State tracking and execution management is much easier to follow if workflows have only a single input item. While this is not always possible, trying to keep to this guideline is worthwhile.

In some cases, using a synthetic item (an “AOI” item, a list item) that can query for or in some other way resolve the full set of input items is a great way to achieve this goal when needing multiple items in a workflow. It is best to try to ensure the synthetic item will always resolve the same set of input items.

Keep workflows short and focused

Generally speaking, a workflow should model a single level of processing. Conflating multiple levels of processing into a single worflow should be a good indication that a workflow is doing too much and should be split up.

If modeling a single level of processing requires one or more set of intermediate outputs to be persisted, that is also a good indication that the workflow should be further broken down into a set of workflows modeling the deriviation of each set of intermediate outputs, with one final workflow creating the actual outputs for the processing level.

In short, it is often best to defer to more short workflows than fewer long ones.

Workflows should not produce different outputs from the same set of inputs

See the Cirrus Process Payload docs for additional details on how Cirrus’s idempotency check works. Generally speaking, cirrus will use the set of input items as a proxy for the outputs produced by a given workflow. Don’t rely on workflow/task parameters to change the set outputs, as those settings are not referenced as part of the idempotency check.

This also leads into the next best practice…
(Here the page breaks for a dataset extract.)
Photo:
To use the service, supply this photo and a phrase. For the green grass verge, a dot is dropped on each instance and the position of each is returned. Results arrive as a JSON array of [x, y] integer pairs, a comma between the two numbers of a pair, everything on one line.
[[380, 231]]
Make workflows specific, not flexible

It is tempting to make workflows as flexible as possible, having them use parameters in the process definition to control all sorts of dynamic behavior. While certain types of dynamism can be advantageous (picking resource requirements for a batch job depending on input data properties, for example), generally dynamism in workflows is best avoided, for a few reasons:

^ Dynamism within a workflow means one cannot simply assume different

executions of the same workflow did similar things. This makes troubleshooting harder and raises the cognitive load of pipeline management.

^ Dynamic workflows can lead to needing to run the workflow multiple times to

create different sets of outputs. See above.

In other words, restricting dynamic parameters to those that do not affect the type/contents of the output items is best.

Don’t use workflows for side effects

Given that workflows are intended to be functional processing units that transform a given input(s) into a fixed set of outputs, using workflows for side effects is a Cirrus anti-pattern. If needing to trigger some action for every input payload–already processed, in processing, or brand new–reach for a different event-based solution.